Up to 15 percent of pregnant women experience depression either during pregnancy or in the postpartum period. Perinatal depression is under-recognized and associated with adverse outcomes including preterm birth, impaired fetal growth, lower birth weight, and impaired maternal-infant bonding. A systematic review, comparing usual care with a program for depression screening during pregnancy (one trial) or postpartum (four trials), found that screening reduced the prevalence of depression at three- to five-month follow-up (absolute reduction 2.1 to 9.1 percent) [18,19]

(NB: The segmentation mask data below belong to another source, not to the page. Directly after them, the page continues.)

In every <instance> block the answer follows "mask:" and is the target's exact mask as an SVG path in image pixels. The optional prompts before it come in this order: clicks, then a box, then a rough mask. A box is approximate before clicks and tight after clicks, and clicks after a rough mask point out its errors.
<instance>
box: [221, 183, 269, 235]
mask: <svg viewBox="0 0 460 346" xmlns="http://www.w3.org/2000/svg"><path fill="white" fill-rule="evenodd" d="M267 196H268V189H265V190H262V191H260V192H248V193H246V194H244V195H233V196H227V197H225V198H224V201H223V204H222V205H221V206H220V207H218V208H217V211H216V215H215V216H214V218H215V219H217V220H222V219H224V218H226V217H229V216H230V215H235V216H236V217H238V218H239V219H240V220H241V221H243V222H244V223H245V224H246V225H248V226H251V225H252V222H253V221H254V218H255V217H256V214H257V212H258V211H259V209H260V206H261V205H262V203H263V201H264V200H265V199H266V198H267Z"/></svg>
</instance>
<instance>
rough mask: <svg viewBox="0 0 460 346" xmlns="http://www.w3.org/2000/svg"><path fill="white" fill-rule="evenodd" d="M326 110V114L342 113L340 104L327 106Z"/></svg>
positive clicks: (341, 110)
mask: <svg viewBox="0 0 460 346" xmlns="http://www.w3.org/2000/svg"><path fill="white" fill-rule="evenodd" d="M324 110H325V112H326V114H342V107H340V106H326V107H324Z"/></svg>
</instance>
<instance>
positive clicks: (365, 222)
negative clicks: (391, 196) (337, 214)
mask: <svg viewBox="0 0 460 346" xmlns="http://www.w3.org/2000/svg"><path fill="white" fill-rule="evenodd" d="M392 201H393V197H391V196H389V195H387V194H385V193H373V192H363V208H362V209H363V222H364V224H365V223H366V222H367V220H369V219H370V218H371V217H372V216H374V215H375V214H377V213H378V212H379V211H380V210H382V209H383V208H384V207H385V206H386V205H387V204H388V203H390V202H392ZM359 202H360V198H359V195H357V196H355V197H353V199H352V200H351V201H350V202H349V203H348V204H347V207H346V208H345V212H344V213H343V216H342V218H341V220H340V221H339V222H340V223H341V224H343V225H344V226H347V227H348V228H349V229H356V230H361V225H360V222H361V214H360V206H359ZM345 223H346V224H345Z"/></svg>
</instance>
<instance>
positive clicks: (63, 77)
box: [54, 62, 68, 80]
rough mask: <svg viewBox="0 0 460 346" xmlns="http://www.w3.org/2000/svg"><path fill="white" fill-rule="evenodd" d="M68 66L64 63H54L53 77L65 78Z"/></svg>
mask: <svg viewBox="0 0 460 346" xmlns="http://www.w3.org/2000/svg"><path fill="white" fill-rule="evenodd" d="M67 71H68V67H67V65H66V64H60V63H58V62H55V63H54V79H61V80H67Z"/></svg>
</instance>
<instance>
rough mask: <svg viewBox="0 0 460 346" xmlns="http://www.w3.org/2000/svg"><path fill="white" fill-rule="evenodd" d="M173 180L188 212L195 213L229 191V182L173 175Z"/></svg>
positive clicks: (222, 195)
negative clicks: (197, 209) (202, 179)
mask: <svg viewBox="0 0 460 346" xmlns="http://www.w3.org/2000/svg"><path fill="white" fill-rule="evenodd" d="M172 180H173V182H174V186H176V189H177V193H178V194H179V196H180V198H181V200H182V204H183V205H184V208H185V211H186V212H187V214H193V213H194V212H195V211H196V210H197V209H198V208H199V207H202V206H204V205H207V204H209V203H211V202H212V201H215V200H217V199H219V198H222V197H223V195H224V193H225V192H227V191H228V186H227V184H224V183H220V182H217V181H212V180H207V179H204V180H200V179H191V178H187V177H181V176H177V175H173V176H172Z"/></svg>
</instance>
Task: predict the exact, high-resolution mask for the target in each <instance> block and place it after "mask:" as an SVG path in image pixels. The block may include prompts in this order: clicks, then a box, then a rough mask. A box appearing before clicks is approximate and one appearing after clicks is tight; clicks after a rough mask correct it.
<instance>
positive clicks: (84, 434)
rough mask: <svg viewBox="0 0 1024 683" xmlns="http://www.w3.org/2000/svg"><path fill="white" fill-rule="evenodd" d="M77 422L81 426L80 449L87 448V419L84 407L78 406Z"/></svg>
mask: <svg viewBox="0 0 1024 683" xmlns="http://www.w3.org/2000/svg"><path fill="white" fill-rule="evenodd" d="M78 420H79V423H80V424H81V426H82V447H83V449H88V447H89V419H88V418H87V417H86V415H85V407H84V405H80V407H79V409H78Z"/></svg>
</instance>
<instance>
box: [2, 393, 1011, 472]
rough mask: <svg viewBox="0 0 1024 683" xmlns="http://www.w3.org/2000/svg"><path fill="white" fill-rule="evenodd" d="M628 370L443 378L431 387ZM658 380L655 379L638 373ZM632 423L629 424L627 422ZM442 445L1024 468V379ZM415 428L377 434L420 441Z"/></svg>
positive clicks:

      We suggest routine screening for depression during pregnancy and at the six-week postpartum visit, with services available to ensure follow-up for diagnosis and treatment. The most widely used screening instrument is the 10-item Edinburgh Postnatal Depression Scale (figure 1A-B), which also can be used for prenatal depression. This approach is consistent with practice guidelines issued by the US Preventive Services Task Force, the American College of Obstetricians and Gynecologists, and the United Kingdom National Institute for Health and Care Excellence. (See "Unipolar major depression in pregnant women: Clinical features, consequences, assessment, and diagnosis" and "Postpartum blues and unipolar depression: Epidemiology, clinical features, assessment, and diagnosis".)